—Voy a hablar con Izumi —me dije mientras miraba mi reflejo. —Tengo que hacerlo —me exigí, tratando de buscar algo de valor en mi interior. Ese era el día perfecto. No tenía entrenamiento, ni deberes.
Me encontraba en la habitación. Era un jueves soleado por la tarde. Leticia y Adam habían salido a no sé qué cosa, por lo que Yannick y yo éramos los únicos habitantes de la casa en esos momentos.
Me separé del espejo y salí del cuarto con paso decidido (o al menos trataba de que fuera de esa manera). Caminé por el pasillo y bajé las escaleras. Metí la mano en el bolsillo para comprobar si traía dinero. Sí.

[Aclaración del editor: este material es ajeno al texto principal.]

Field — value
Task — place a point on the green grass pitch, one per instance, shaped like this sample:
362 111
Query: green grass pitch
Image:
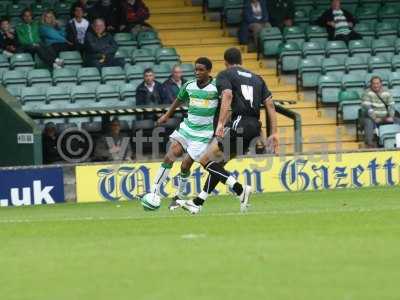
332 245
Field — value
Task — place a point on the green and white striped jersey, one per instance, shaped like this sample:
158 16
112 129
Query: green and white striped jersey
203 105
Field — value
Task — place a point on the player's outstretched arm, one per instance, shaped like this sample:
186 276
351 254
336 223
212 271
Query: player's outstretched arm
164 118
273 138
224 112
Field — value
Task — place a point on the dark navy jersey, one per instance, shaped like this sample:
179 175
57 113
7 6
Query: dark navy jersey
249 91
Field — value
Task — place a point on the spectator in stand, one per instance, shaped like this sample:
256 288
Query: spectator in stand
49 144
150 91
29 41
281 13
100 47
255 18
108 11
339 23
132 16
114 145
52 34
8 39
173 84
379 109
77 28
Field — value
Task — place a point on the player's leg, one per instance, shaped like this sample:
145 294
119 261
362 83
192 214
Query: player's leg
175 150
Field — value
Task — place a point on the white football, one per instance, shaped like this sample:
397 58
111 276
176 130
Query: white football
150 201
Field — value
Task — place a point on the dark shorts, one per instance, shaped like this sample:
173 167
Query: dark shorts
240 136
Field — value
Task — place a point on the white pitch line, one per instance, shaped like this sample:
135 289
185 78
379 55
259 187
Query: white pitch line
234 214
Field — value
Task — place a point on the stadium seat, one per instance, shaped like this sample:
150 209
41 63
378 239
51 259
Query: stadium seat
15 78
232 13
65 77
143 56
39 77
89 76
289 56
349 105
112 75
294 34
336 49
329 87
316 34
22 61
71 58
333 66
309 71
33 98
270 39
167 55
387 135
125 39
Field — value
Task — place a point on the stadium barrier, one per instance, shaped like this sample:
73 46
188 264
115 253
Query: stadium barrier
20 137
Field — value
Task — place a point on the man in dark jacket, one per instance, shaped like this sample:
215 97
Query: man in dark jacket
150 91
173 84
339 23
132 16
100 47
76 29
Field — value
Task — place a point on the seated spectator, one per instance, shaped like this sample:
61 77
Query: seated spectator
255 18
49 144
77 28
29 41
379 109
173 84
132 16
52 34
339 23
8 39
150 91
114 145
281 12
100 47
108 11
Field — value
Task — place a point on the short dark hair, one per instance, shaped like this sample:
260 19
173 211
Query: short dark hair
148 70
205 62
233 56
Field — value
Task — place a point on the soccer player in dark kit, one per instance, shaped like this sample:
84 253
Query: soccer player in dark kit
242 94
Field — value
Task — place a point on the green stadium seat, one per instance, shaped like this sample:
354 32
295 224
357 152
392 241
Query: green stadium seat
33 98
316 34
333 66
359 48
134 73
15 78
142 56
336 49
270 39
125 39
39 77
356 65
378 63
349 105
128 93
65 76
89 76
309 71
387 29
113 75
389 12
329 87
232 13
294 34
71 58
22 61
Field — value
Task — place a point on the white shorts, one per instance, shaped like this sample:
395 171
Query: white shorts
194 149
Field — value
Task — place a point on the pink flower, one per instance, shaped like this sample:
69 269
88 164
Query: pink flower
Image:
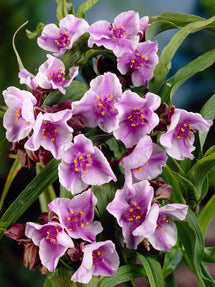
179 138
59 39
83 164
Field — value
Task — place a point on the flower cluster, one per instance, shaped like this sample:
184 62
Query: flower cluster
65 131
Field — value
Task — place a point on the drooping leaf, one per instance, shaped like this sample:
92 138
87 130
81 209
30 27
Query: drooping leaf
208 113
170 49
123 274
84 7
46 177
199 64
153 270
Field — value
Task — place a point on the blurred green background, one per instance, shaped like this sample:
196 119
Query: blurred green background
13 13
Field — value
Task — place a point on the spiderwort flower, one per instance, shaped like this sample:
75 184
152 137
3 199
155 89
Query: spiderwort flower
136 117
132 209
77 215
119 36
100 258
52 240
19 118
145 161
98 105
141 62
59 39
51 131
179 138
83 164
165 235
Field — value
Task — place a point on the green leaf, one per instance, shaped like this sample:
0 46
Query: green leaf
200 170
153 270
36 33
123 274
20 65
84 7
208 113
190 234
171 260
199 64
45 178
169 51
15 168
207 214
75 92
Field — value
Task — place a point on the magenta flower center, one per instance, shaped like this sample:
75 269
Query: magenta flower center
106 105
134 214
51 233
183 131
98 257
18 115
138 61
58 77
75 220
162 221
63 39
118 32
82 162
136 117
49 130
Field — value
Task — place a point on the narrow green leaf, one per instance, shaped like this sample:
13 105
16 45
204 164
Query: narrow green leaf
15 168
200 170
171 260
75 92
207 214
153 270
84 7
199 64
20 65
47 176
208 113
124 274
169 51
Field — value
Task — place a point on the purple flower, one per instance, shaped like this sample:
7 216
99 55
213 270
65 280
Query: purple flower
100 258
19 118
141 62
165 235
59 39
77 215
136 116
119 36
179 138
83 164
51 131
132 209
98 105
52 240
145 161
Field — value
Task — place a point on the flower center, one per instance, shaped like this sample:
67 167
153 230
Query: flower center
106 105
138 61
162 221
136 117
183 131
82 162
117 32
49 130
18 115
58 77
52 232
63 39
75 220
97 257
134 214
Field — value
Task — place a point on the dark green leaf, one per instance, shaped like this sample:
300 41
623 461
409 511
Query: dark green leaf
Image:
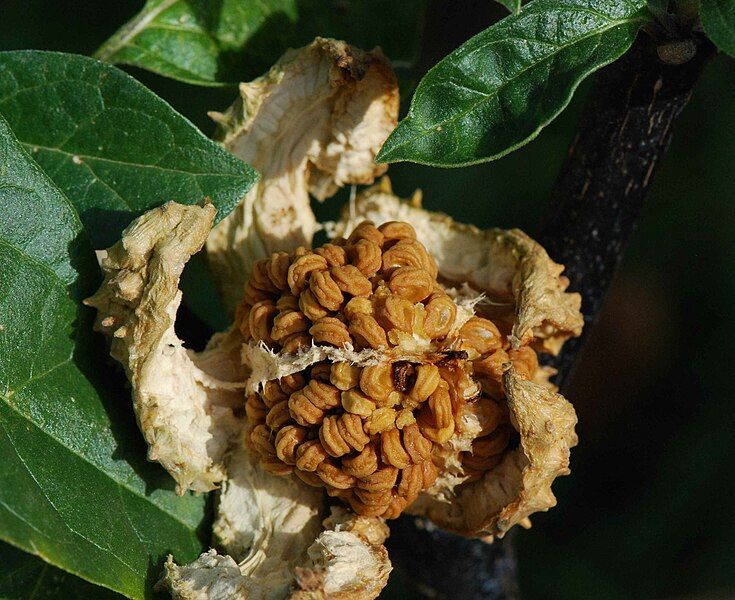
215 42
499 89
112 146
513 6
75 488
718 20
27 577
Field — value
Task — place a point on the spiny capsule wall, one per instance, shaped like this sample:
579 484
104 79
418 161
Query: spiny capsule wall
367 434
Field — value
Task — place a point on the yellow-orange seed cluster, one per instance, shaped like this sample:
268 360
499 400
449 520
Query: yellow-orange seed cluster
367 434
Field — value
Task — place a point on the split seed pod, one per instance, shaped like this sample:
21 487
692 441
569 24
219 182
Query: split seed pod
393 369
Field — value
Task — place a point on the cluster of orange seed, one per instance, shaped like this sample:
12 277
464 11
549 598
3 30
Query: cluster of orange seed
367 433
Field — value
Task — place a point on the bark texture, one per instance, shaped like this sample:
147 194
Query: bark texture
623 134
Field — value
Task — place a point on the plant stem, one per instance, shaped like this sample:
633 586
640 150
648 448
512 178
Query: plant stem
624 132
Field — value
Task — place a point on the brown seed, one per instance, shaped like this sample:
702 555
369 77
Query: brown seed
411 283
441 311
262 442
412 482
309 455
278 416
322 395
336 256
396 231
351 281
357 403
331 474
303 411
366 231
377 382
344 375
382 479
332 331
417 446
310 306
481 335
301 269
252 295
408 253
366 256
397 313
362 465
427 380
287 323
367 332
288 440
290 383
391 449
350 428
331 439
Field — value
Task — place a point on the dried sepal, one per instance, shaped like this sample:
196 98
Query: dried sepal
524 286
185 402
521 484
310 125
278 547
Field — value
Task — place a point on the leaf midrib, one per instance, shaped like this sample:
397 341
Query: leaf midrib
132 30
487 96
11 392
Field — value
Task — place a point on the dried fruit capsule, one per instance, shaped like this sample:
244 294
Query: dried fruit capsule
367 432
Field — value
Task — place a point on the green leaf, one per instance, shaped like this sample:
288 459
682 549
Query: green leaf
499 89
216 42
718 20
27 577
112 146
75 488
513 6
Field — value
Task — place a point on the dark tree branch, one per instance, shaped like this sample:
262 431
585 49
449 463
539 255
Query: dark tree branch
624 132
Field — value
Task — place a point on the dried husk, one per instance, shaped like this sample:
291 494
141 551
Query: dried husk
184 402
188 406
310 125
525 288
524 285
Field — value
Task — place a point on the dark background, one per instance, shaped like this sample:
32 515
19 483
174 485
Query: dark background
648 511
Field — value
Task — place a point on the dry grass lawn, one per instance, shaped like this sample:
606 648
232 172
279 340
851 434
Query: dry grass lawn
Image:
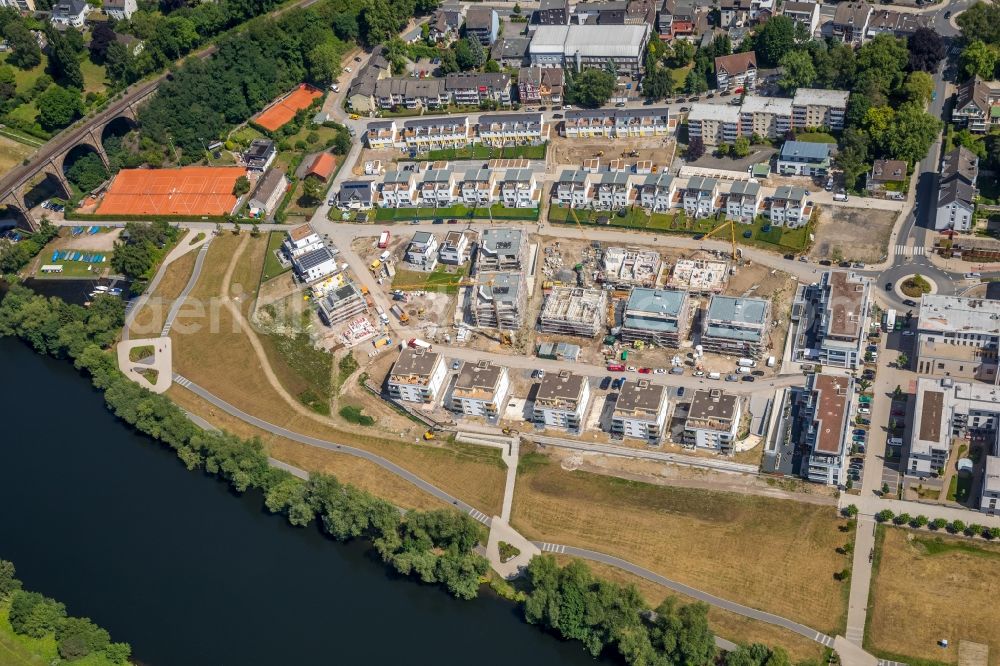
776 555
214 353
930 587
728 625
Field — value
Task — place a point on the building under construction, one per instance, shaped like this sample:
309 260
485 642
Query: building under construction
574 311
498 300
700 276
631 267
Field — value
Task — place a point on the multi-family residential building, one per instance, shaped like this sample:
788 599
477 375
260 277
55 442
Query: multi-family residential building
658 192
701 196
438 189
541 85
743 200
713 420
850 21
581 47
789 207
958 337
513 129
482 23
769 117
498 301
561 400
617 123
737 71
805 13
738 326
818 107
417 375
957 190
656 316
575 188
519 189
455 248
479 188
481 389
977 105
804 158
714 123
832 318
641 411
421 134
474 88
502 249
574 311
399 190
825 409
421 253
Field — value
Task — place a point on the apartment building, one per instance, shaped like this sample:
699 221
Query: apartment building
743 200
977 105
519 189
701 197
736 326
498 301
736 72
574 311
656 317
713 420
423 134
825 409
417 375
714 123
957 191
561 400
958 337
818 107
640 411
833 318
502 249
789 207
541 85
480 390
804 158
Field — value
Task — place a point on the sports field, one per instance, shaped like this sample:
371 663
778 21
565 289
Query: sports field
280 112
183 191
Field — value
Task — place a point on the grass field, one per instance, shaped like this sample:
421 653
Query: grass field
218 356
930 587
728 625
776 555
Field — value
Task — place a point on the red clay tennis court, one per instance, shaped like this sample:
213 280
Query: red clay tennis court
183 191
275 116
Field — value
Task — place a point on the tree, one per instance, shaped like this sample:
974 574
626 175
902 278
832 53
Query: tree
696 149
775 39
797 71
26 53
927 50
58 107
591 88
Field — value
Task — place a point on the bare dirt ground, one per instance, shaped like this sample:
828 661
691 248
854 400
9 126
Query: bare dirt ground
852 234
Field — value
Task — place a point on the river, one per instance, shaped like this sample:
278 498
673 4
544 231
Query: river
110 523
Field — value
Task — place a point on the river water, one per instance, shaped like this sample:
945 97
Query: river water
110 523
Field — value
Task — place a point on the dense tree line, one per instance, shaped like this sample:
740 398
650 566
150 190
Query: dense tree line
36 616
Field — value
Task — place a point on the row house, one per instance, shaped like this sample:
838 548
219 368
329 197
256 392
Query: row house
788 207
700 196
513 129
421 134
743 200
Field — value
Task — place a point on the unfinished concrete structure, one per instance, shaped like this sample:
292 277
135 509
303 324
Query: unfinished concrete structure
574 311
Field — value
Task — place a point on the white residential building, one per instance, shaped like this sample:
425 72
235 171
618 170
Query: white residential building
417 375
561 400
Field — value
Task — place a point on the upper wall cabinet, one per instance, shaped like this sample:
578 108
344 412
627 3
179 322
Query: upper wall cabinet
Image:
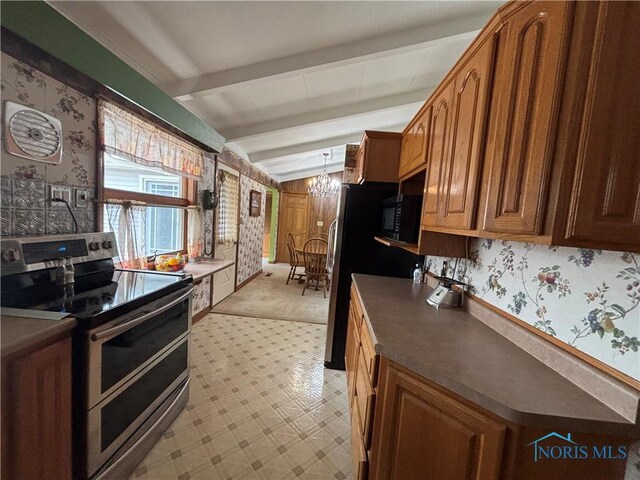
414 143
378 156
437 152
605 188
533 135
532 46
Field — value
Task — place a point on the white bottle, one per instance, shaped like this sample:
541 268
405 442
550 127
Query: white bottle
417 275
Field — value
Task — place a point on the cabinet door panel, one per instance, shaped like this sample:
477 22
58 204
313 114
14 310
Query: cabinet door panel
422 433
406 155
437 154
529 79
606 190
460 178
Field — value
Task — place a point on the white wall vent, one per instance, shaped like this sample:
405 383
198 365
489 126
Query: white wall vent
31 134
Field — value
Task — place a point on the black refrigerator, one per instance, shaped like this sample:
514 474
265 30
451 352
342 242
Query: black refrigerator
359 220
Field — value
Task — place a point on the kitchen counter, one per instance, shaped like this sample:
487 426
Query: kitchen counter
460 353
206 267
26 330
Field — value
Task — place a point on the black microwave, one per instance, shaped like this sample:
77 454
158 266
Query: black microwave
401 217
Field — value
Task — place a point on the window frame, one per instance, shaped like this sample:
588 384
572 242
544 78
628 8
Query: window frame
189 187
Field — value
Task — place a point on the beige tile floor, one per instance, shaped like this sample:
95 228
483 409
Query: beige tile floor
271 297
261 406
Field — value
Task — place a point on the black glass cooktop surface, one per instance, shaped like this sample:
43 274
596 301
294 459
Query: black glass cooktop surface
127 290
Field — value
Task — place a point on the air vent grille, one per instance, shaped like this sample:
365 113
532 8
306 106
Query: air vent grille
32 134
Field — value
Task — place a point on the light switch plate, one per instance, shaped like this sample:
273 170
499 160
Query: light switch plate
56 191
82 198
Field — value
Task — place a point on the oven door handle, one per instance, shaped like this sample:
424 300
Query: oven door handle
123 327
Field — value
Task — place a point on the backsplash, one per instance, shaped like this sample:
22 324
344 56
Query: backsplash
589 299
24 183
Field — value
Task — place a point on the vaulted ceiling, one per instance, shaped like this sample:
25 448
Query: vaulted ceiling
285 81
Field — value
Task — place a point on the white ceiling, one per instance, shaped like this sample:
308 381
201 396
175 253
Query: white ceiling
285 81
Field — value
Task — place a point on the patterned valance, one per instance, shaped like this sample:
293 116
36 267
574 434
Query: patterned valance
126 135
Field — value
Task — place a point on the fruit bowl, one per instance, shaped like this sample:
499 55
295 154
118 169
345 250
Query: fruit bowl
170 263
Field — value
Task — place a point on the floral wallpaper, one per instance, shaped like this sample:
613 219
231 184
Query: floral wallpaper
245 168
251 231
24 183
589 299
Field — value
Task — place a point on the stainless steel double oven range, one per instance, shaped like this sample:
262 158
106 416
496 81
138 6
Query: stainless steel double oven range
131 346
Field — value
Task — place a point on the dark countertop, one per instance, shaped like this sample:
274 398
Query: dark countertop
206 267
24 330
458 352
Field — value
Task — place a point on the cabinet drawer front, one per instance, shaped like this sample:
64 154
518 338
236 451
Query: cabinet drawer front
369 354
526 103
365 400
358 451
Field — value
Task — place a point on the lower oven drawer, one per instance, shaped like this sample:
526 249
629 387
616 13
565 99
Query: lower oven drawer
122 348
113 421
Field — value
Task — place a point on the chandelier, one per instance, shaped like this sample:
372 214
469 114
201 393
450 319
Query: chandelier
322 185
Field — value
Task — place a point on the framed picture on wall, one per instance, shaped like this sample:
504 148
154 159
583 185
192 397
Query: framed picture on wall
255 202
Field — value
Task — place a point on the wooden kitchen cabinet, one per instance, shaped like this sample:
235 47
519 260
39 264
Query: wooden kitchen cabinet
422 432
529 80
201 303
413 153
604 181
36 414
378 157
461 175
437 152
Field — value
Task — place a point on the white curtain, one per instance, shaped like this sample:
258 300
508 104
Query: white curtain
128 136
129 222
195 221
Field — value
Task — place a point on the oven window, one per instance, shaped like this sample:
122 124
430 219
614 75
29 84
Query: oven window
126 407
125 353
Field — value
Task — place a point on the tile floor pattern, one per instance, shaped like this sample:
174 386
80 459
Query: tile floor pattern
261 406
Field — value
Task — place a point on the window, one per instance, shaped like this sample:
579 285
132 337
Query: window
149 179
165 226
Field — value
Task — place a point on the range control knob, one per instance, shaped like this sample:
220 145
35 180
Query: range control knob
10 255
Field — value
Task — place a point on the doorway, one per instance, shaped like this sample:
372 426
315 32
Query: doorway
293 217
227 223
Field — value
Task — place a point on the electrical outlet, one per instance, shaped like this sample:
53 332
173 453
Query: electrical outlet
56 191
82 198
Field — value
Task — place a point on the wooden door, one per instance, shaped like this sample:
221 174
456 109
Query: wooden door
438 150
293 213
464 164
38 404
227 225
605 204
530 61
422 433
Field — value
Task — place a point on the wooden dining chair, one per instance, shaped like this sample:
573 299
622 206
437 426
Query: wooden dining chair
294 260
315 267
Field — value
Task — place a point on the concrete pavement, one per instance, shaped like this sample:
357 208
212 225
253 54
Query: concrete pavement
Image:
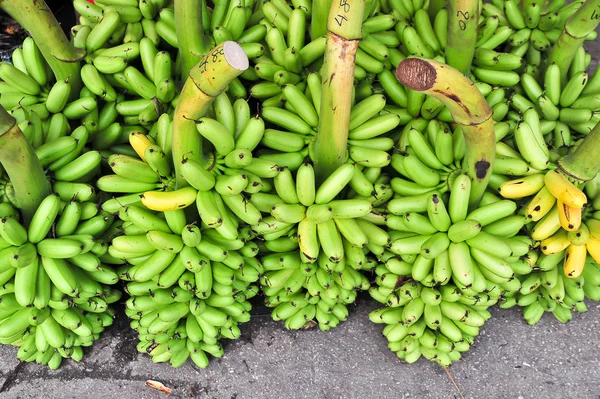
510 359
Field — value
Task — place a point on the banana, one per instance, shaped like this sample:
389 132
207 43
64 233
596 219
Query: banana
522 187
330 241
19 80
43 219
169 200
570 218
459 198
540 205
574 263
565 191
334 184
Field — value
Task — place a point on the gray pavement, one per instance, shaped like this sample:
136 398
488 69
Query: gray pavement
510 359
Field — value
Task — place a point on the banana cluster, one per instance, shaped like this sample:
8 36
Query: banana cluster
445 266
55 287
438 324
527 32
188 287
319 244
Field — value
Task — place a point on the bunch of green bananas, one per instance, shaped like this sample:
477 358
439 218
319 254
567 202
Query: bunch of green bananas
55 288
188 286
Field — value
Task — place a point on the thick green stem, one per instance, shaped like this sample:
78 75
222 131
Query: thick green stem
583 22
193 44
22 166
37 18
469 109
583 164
343 36
206 81
320 13
434 7
463 18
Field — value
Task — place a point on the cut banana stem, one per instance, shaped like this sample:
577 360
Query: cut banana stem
343 36
22 165
206 81
583 163
54 45
190 34
469 109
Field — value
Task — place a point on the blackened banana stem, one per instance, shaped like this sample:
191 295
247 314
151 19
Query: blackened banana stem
343 36
22 166
469 110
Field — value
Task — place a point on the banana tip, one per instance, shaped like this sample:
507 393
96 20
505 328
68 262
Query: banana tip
416 74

— ¿A dónde vas? —preguntó a mi espalda cuando agarré la manija de la puerta principal.
— ¿Eso importa, Yannick? —dije volviéndome.
— ¿Qué tal si te secuestran? Van a preguntarme a dónde fuiste, y no quiero quedar como estúpido.
— ¡Jajá! ¡Qué positivo! Adiós. —le dije mientras abría la puerta. —Sé cuidarme sola —añadí antes de cerrarla.
Desde que me había enterado de los entrenamientos de la empresa, decidí ser un tanto más cautelosa. No le dije a Yannick a dónde me dirigía, sólo por si eso se usaba en mi contra.
El centro no quedaba lejos, pero no tenía ánimos caminar, así que tomé el autobús. El trayecto duró poco tiempo. Me bajé de este en la parada más cercana a mi destino. Una vez hecho esto, caminé hacia el lujoso edificio. Subí las escaleras principales dando traspiés. Luego corrí por encima de la alfombra roja. Doblé y recorrí los pasillos y escaleras necesarias. Un señor de la limpieza me gritó que no corriera, pero hice caso omiso.
En fin, cuando me encontraba frente a la puerta de Kiyoshi, di tres golpes un tanto frenéticos. Estaba de un humor muy extraño.
— ¡Pase! —exclamó la voz ahogada de Izumi desde adentro.
Sin dudarlo, abrí la puerta, a punto de caer de bruces. Sin embargo, me aferré a la chapa antes de perder el equilibrio. Me erguí y miré al hombre que estaba detrás del escritorio, con una expresión de sorpresa mezclada con confusión.
— ¿Qué la trae por aquí?
—Yo... —dije. — Yo...—no sabía cómo pedirle el favor. —Yo creo que usted es un buen jefe —solté, sin saber muy bien lo que decía. Me descubrí sonriendo bobaliconamente. Realmente estaba de un humor muy raro.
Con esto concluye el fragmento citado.